Review Price £314.02
We recently reviewed the Brother HL-4040CN colour laser printer and were generally impressed with this £300 offering in the SOHO market. It's more expensive sibling, the HL-4070CDW, has three upgrades on offer for the extra £200 in its asking price: duplex print, wireless connection and a PostScript emulation, in the form of Brother's BR-Script 3 page description language.
Physically, the two printers are very similar, though the HL-4070CDW has a cream front panel, to the HL-4040CN's dark blue. Both machine's have 250-sheet paper trays and pull-down, 50-sheet multi-purpose trays, and both use the same inline colour laser engine, so black and colour pages should take the same time to print.
The two-line LCD display uses a three-colour backlight, which turns green when the printer is ready or printing, orange when you're making setting changes and red in error states, such as when covers are open. A four-way square of control buttons is supplemented by Go and Cancel buttons and two for Reprint and Direct Print, more of which later.

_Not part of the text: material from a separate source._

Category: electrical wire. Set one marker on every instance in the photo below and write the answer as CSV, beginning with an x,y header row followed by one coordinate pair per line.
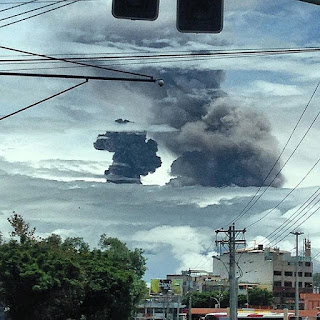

The HL-4070CDW has four distinct ways of connecting to a PC: USB, parallel, cabled network and WiFi, with sockets for the first three set into the back panel. Installation and setup is pretty straightforward, particularly on the physical consumable side. Open up the front of the printer and you can slide out the tray holding the four toner cartridges. Each of these slots downward into the tray and their handles fold down to lock them in place.
Software setup from the supplied CD is also easy, though there are several different ways of setting the printer up for wireless networking. You can temporarily connect it to your wireless router; use SecureEasySetup if your router supports it or run the built-in setup wizard from the printer's control panel. We found this last method particularly easy, as the printer discovered our network immediately and made the necessary settings changes.
There's not much software supplied with the printer, other than the driver and wireless support, though BR-Script 3 does enable you to print any PostScript file, as an alternative to using the dedicated driver.
There are two functions of this printer worth particular mention. Direct Print enables you to print files from a USB memory drive or a PictBridge camera, while Reprint does what it says and re-runs the last job sent to the machine. This is a particularly useful function if you want to print one copy to check output and then run off multiples from the printer, without having to send the job again from your PC.